Attorney: More women joining lawsuit against Columbia Univ., doctor accused of sex abuse

Women sue Columbia University, hospitals over sexual abuse allegations

The attorney for 17 women suing Columbia University and its hospitals, claiming a "massive coverup" of an obstetrician's sexual abuse of patients for more than 20 years, says more women have come forward saying they were assaulted by the doctor.

Attorney Anthony DiPietro said that in the days since CBS News aired an interview with Marissa Hoechstetter, the one woman who chose to reveal her name in the lawsuit, half a dozen more women have approached him with stories of abuse at the hands of former doctor Robert Hadden. Three so far have decided to join the lawsuit, he said.

[Watch the interview with Marissa Hoeschstetter in the video player above.]

Hadden is accused of a lengthy list of sexual abuses dating back to the early 1990s, including licking and digitally penetrating his patients' vaginas without gloves, and fondling the women, many of whom were pregnant or receiving postpartum care.

At least 22 women are already involved in this and other lawsuits related to the case. The women allege the university and hospitals were made aware of the former doctor's behavior but "actively and deliberately — and inexplicably — concealed Robert Hadden's sexual abuse."

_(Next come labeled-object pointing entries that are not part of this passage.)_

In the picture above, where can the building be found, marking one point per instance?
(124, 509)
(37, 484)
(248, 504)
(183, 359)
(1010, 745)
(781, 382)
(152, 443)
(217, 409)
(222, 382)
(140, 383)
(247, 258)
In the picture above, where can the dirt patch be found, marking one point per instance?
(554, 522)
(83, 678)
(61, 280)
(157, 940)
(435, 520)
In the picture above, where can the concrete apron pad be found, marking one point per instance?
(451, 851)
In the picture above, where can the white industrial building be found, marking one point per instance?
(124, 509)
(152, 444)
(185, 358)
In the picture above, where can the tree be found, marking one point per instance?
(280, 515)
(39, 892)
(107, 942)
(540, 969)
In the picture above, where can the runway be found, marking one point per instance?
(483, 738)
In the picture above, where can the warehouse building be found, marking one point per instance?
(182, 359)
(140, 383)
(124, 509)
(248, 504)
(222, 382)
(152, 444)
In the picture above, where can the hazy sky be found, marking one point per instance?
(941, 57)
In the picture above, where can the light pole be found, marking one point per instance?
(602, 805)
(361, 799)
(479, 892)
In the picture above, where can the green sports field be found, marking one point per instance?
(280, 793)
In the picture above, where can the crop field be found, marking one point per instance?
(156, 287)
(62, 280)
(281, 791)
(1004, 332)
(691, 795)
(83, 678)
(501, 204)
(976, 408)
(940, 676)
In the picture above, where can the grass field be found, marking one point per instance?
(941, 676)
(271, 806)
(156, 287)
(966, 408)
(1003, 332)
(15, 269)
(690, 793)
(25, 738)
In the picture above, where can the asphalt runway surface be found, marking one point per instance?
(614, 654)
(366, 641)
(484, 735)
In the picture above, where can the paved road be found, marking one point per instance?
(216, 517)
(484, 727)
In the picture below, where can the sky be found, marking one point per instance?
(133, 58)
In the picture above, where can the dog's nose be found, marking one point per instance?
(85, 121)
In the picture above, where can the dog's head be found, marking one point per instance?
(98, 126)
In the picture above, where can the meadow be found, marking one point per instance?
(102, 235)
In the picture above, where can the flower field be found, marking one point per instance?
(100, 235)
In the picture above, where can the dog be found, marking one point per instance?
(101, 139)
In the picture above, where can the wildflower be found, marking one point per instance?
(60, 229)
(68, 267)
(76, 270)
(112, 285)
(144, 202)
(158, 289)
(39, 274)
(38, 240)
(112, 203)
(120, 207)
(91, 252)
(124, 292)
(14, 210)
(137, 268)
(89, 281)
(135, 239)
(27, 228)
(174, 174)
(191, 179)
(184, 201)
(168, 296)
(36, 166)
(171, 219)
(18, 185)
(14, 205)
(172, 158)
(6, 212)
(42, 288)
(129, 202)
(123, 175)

DiPietro says one of the newest plaintiffs was a minor when she was in Hadden's care. She is the second woman to say she was abused by Hadden as a teenager.

"The discovery that there was yet another minor that he sexually abused — that changes things," DiPietro said in a phone call with CBS News, adding that the woman's mother had also been a patient of Hadden's.

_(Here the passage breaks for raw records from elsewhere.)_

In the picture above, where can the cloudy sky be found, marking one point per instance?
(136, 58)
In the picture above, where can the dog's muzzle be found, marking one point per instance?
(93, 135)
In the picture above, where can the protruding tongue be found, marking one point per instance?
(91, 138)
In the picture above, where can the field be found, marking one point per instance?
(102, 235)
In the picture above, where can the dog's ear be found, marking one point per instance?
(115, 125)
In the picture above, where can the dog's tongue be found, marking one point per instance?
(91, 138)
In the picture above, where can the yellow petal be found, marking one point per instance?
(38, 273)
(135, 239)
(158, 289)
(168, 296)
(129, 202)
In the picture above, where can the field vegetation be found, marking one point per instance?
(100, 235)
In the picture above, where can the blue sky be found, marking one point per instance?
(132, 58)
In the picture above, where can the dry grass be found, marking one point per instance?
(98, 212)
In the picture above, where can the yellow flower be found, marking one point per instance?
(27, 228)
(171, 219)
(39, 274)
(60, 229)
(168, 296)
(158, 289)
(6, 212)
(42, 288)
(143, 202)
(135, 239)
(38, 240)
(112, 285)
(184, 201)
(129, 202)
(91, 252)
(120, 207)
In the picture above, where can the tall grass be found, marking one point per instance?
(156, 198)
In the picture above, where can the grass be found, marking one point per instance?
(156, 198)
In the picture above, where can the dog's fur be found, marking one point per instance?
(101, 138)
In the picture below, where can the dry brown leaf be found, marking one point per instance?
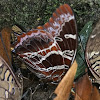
(5, 35)
(85, 90)
(64, 87)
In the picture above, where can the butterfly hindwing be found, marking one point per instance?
(93, 52)
(10, 88)
(50, 49)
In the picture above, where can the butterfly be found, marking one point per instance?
(10, 87)
(93, 53)
(50, 50)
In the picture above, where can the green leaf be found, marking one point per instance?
(82, 40)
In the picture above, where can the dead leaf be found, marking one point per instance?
(64, 87)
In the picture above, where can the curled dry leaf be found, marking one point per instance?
(64, 87)
(85, 90)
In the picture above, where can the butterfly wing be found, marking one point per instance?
(62, 27)
(93, 52)
(49, 50)
(10, 88)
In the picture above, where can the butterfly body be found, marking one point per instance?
(50, 49)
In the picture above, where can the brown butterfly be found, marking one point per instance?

Her story bears a striking similarity to that of a woman identified in the lawsuit as "Jane Doe #16." In the complaint filed Dec. 4, Jane Doe #16 says Hadden had been her mother's doctor, and was the doctor who delivered her. She then became his patient when she was a high school student. The lawsuit alleges that Hadden at one point directed the teenage girl to undress and "get on all fours" before he groped and digitally penetrated her.

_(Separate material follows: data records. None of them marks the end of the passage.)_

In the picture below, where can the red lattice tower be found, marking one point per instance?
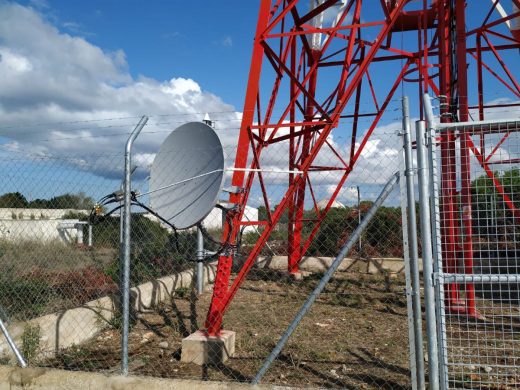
(316, 63)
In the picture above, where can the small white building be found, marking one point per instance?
(323, 203)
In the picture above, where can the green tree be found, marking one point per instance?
(13, 200)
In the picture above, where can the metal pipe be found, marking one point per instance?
(413, 247)
(359, 218)
(429, 292)
(89, 235)
(435, 213)
(200, 264)
(389, 187)
(12, 345)
(126, 244)
(479, 278)
(408, 283)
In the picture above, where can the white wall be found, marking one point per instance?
(8, 213)
(39, 230)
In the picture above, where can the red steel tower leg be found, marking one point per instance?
(345, 78)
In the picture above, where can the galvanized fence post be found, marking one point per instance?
(408, 277)
(126, 244)
(435, 214)
(413, 247)
(12, 345)
(200, 264)
(427, 258)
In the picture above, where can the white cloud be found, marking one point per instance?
(47, 76)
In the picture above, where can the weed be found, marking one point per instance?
(31, 342)
(182, 292)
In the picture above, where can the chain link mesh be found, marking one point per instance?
(478, 253)
(60, 250)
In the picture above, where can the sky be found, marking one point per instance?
(75, 76)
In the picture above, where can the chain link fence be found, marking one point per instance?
(475, 192)
(60, 271)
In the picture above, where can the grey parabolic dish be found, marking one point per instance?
(191, 150)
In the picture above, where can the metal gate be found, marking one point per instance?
(474, 201)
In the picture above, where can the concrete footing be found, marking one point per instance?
(199, 348)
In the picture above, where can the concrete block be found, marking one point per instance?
(200, 348)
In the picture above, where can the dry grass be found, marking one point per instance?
(354, 337)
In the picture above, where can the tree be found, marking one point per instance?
(13, 200)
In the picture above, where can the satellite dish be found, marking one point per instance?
(187, 175)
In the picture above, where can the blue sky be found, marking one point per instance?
(76, 75)
(207, 41)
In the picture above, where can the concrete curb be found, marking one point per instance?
(75, 326)
(12, 378)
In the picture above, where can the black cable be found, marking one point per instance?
(95, 217)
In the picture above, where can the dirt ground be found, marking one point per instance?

The woman said in the lawsuit that because Hadden was her first gynecologist, she did not know what was considered appropriate for such examinations.

She claims a hospital chaperone witnessed at least some of the assault. In the lawsuit, the women claim a variety of hospital and administrative personnel were aware of abuses by Hadden, who entered a guilty plea in 2016 for charges related to just two of the women.

An attorney for Hadden and representatives of Columbia University and its NewYork-Presbyterian Hospital did not immediately reply to requests for comment.